The petitioners argue that the federal government should declare digesters ineligible because they do not meet the criteria that projects should meet to receive REAP funding. The program is meant to fund projects that provide environmental benefits, favor small farms in lower-income communities and do so in a cost-efficient manner, the petitioners say.
“REAP exists to help farmers and rural small businesses lower energy costs and foster stronger communities, not prop up factory farms,” Molly Armus, animal agriculture policy program manager at Friends of the Earth, said in a statement. “If USDA wants to save taxpayer dollars, it should stop wasting its funds on inefficient, costly digesters and instead invest in projects that truly benefit rural communities.”
Biogas groups pushed back on the petition; Geoff Dietz, senior director of federal affairs for the RNG Coalition, called it “without merit and unlikely to succeed.” Biogas groups have long argued that digesters do a better job at capturing emissions from manure than other methods because they consolidate the material and cover it with a system that extracts the gas. Dietz said the systems provide “durable economic and environmental returns for rural America.”
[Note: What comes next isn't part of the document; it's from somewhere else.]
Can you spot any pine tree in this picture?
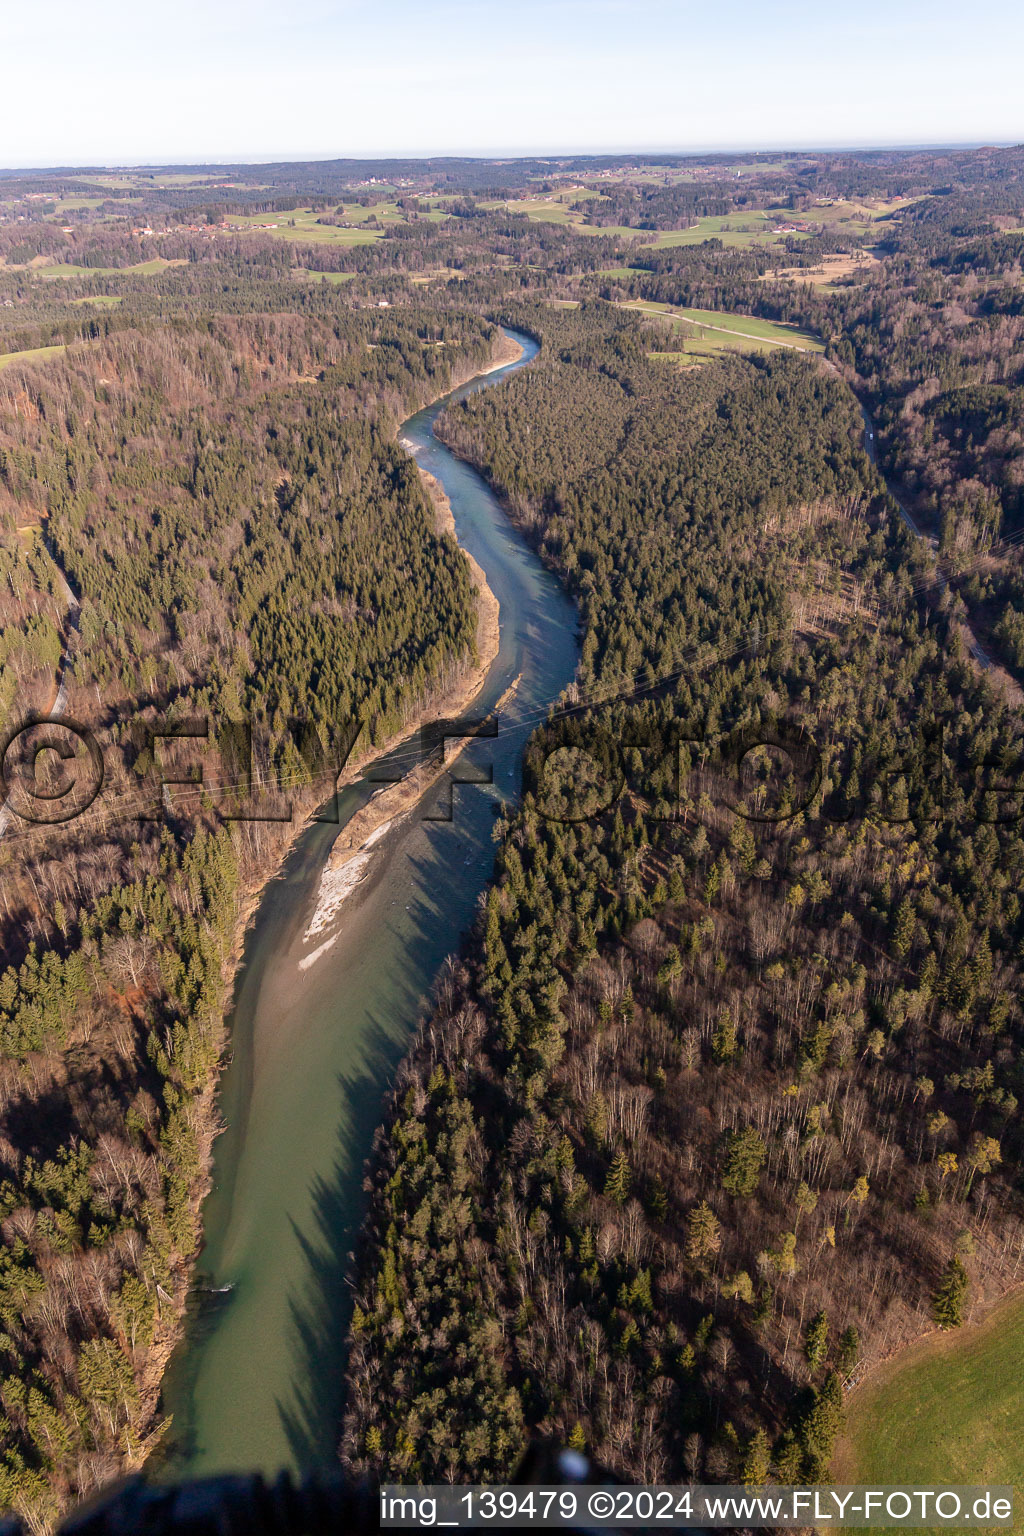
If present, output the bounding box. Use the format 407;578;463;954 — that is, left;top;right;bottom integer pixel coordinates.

Proponents further argue that digesters are a cost-effective means of generating energy, and say that the systems benefit farmers by generating additional revenue and reducing fertilizer costs.
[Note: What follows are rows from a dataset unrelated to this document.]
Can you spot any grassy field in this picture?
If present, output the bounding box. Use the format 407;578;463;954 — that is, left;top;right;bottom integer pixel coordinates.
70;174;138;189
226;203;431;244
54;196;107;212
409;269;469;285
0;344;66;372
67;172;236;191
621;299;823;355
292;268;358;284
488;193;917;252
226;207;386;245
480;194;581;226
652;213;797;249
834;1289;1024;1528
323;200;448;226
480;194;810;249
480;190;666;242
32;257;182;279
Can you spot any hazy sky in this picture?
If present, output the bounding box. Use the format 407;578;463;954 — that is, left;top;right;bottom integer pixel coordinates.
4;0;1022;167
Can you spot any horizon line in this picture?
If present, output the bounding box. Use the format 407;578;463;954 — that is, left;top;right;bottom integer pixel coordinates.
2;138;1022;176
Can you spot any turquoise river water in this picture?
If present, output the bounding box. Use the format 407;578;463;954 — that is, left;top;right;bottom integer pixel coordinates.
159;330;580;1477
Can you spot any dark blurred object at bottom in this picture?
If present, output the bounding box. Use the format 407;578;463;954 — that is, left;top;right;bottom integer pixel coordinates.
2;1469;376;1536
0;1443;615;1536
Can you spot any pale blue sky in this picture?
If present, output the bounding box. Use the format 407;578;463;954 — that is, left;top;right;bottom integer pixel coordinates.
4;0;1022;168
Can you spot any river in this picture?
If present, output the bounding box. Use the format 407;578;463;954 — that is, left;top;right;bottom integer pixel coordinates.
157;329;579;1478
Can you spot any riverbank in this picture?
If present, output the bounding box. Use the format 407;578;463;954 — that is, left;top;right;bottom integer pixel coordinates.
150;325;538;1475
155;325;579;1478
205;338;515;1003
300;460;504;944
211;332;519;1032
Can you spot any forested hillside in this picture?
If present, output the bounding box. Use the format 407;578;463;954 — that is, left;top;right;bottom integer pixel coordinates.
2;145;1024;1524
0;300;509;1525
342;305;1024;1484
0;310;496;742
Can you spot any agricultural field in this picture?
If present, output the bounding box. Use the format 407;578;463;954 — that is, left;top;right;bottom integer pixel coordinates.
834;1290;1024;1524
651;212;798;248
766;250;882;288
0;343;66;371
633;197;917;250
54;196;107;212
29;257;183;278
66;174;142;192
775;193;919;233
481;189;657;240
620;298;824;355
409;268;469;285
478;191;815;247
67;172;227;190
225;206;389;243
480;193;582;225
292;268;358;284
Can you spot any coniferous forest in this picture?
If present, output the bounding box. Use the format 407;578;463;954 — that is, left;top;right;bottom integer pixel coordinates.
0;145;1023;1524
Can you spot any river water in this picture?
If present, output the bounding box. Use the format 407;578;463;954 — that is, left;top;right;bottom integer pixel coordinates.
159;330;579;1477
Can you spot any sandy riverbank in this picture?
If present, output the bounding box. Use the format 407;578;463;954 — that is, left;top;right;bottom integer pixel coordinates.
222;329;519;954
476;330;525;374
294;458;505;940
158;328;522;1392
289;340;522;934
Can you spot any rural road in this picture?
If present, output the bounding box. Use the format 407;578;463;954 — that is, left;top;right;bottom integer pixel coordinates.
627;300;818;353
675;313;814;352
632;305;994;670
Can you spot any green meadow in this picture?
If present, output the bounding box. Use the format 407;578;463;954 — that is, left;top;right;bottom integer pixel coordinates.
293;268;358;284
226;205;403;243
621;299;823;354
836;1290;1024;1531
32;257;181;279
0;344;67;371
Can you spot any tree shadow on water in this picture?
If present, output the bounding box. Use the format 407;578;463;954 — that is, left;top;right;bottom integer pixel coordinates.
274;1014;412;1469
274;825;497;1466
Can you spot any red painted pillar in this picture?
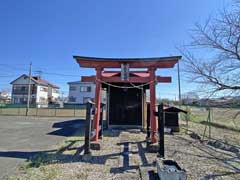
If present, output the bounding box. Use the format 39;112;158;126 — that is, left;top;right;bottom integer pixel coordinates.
149;67;157;143
93;66;102;142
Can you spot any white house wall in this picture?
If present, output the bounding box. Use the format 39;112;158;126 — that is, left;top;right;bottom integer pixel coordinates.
48;87;60;100
68;83;96;103
36;85;48;107
51;91;60;100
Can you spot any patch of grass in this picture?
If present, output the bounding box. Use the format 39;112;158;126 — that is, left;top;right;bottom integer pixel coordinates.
180;107;240;146
181;106;240;129
200;121;240;132
38;166;58;180
5;165;59;180
56;136;83;153
28;153;61;168
5;177;20;180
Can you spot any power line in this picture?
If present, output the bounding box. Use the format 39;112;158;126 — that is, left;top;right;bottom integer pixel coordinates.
33;71;81;77
0;64;28;71
0;75;16;77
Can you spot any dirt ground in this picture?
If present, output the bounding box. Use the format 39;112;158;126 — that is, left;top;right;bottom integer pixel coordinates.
7;128;240;180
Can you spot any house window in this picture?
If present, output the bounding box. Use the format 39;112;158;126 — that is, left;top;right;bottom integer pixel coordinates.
13;98;19;104
21;86;27;91
69;96;76;102
40;87;48;92
53;89;59;94
69;86;76;91
13;86;27;92
40;97;46;102
19;98;27;104
80;86;91;92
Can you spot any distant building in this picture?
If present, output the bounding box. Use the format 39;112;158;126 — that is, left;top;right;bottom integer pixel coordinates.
198;96;240;107
10;74;60;107
182;92;199;105
67;81;106;104
0;91;11;103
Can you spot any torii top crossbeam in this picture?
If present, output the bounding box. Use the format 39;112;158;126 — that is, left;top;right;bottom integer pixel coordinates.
73;55;181;144
74;55;181;68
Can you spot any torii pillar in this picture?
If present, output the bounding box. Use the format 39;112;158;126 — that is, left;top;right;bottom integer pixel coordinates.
149;67;157;143
92;66;102;142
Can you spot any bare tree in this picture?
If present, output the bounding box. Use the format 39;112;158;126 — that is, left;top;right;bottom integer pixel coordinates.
180;2;240;97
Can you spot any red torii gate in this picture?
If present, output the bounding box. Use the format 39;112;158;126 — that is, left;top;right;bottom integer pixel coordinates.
74;56;181;144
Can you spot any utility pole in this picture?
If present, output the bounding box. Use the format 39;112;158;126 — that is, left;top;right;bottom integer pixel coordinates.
177;61;182;107
26;63;32;116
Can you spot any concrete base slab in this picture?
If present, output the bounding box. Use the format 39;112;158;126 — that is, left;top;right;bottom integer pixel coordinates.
82;152;92;161
90;142;101;150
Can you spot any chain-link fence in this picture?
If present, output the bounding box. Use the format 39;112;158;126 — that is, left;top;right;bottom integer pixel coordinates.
0;104;86;118
180;106;240;147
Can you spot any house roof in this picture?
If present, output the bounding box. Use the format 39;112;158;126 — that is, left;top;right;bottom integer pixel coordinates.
10;74;60;89
32;77;60;89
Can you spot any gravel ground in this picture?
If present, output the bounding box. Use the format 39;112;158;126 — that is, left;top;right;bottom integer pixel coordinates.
164;134;240;180
6;129;240;180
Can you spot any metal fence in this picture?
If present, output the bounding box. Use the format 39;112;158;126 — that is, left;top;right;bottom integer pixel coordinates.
180;106;240;147
0;104;86;117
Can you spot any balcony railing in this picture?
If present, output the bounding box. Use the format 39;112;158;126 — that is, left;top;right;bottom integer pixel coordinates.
12;89;37;95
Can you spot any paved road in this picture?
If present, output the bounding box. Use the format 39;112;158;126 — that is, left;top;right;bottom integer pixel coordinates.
0;116;83;179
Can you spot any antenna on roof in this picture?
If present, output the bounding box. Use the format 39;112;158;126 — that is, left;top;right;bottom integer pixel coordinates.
35;70;43;79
“The reality is that biogas systems and digesters align directly with REAP’s statutory goal of providing environmental and public health benefits in rural America. There’s no question they should be included,” Patrick Serfass, executive director of the American Biogas Council, said in a statement.
The debate over digester subsidies has become central to other incentive programs around the country. Removing provisions beneficial to digesters was a key ask of environmental justice advisors during recent debate over California’s Low Carbon Fuel Standard, which received a major update in 2024. Digester opponents there were ultimately unsuccessful. A similar conflict is playing out in New Mexico, where regulators are in the process of finalizing the state’s own clean fuels program.
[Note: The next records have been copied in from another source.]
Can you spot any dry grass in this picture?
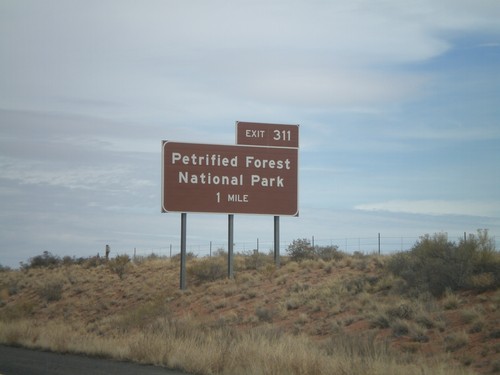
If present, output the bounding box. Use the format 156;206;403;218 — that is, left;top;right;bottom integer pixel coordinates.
1;254;498;374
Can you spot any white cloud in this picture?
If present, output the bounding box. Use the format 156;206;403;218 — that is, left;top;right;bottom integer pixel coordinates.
0;157;153;191
355;200;500;218
3;0;499;119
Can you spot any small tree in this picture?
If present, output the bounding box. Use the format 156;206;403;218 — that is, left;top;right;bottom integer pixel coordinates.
286;238;315;261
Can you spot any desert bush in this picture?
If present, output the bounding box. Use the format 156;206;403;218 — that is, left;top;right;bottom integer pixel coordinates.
61;256;75;266
287;239;346;262
409;323;430;343
83;255;105;268
316;245;345;261
108;254;131;279
285;297;302;310
415;313;436;329
460;307;484;332
387;230;500;297
444;331;469;352
187;257;226;285
0;264;11;272
37;279;64;302
442;290;461;310
21;252;111;269
0;301;36;321
212;248;227;257
370;313;390;329
171;252;198;263
468;320;485;334
60;255;87;266
391;319;410;337
286;238;315;261
239;250;272;270
386;303;414;320
255;306;276;322
467;273;496;291
488;329;500;339
343;277;369;295
22;251;61;269
133;252;163;264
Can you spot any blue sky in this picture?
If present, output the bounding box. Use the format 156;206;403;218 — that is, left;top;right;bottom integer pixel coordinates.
1;1;499;267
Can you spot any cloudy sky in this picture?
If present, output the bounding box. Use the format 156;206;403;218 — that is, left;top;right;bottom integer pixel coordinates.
1;0;499;267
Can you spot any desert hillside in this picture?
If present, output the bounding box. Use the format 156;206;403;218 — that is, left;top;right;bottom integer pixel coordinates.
1;233;499;374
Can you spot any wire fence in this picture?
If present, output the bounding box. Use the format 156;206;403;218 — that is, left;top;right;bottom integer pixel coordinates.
123;233;499;260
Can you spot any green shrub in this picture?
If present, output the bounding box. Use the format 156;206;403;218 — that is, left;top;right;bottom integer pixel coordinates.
286;239;345;262
316;246;345;261
187;257;226;285
387;230;499;297
22;251;61;269
240;250;273;270
286;238;315;261
171;252;198;262
108;254;131;279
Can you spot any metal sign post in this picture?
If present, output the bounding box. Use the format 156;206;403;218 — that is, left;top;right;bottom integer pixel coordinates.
180;213;187;290
228;214;234;278
274;215;280;268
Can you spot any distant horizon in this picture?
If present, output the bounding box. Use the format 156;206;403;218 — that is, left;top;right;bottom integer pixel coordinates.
6;224;498;269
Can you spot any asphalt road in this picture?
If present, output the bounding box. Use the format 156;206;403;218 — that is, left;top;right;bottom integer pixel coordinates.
0;345;190;375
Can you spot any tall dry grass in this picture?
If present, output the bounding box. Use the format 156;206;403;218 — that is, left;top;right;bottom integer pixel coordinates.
0;317;475;375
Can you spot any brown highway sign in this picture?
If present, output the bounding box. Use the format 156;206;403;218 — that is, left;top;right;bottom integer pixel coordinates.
162;141;298;216
236;121;299;148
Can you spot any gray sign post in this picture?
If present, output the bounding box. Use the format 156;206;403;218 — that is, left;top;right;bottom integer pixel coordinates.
180;213;187;290
228;214;234;278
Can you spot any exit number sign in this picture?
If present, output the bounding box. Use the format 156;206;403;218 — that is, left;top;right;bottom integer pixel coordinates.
236;121;299;148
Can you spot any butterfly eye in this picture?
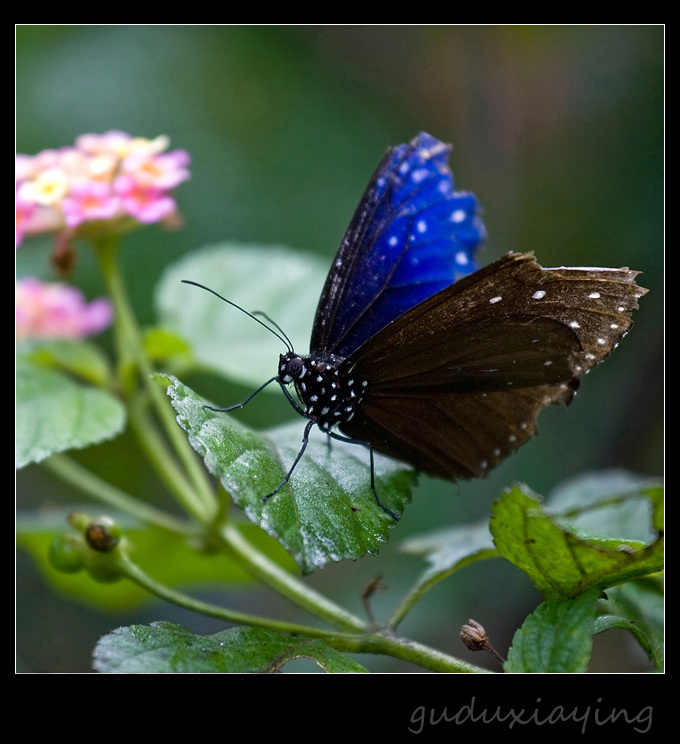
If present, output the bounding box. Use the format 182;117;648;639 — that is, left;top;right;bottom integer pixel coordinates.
283;355;305;379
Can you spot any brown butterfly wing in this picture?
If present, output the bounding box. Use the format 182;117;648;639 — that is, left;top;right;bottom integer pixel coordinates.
340;252;646;480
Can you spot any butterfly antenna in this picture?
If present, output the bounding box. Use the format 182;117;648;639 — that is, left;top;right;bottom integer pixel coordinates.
181;280;293;351
252;310;294;353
One of the central claims of opponents is that digester incentive programs enable the concentration of dairy herds. The petition cited studies finding that dairy operations with digesters grew their herd size much more quickly than those that did not. Larger herd sizes increase the threat of air and water pollution, the petitioners say.
They further note that the creation and storage of digestate results in the production of compounds like ammonia at much higher levels than would be produced from untreated manure. And other nutrients, such as nitrogen and phosphorus, are made more water soluble in the anaerobic digestion process, potentially causing ground and surface water quality problems when the digestate is spread on land.
Those issues become more pronounced if facilities discharge their waste into the environment accidentally or in violation of their permits. The petitioners allege at least a dozen digester projects funded by REAP in recent years had documented water pollution issues. As an example, they name one Michigan facility that received a $1 million REAP grant in 2024 despite state regulators citing the associated dairy for multiple unpermitted discharges of waste and “evidence of chronic discharge of runoff and leachate.”
Finally, the petitioners dig into the finances of digesters and argue the projects cannot always recoup their costs. They performed an analysis of EPA data of on-farm digesters around the country and found that 17% have shut down, some due to financial challenges. Those challenges become more pronounced if fuel subsidies are weakened or removed, as environmental groups would like to see.
The USDA was not immediately available for comment. The agency has previously made other projects ineligible for REAP funding, namely those that co-burn fossil fuels. It’s unclear what the timeline would be for consideration of the petition.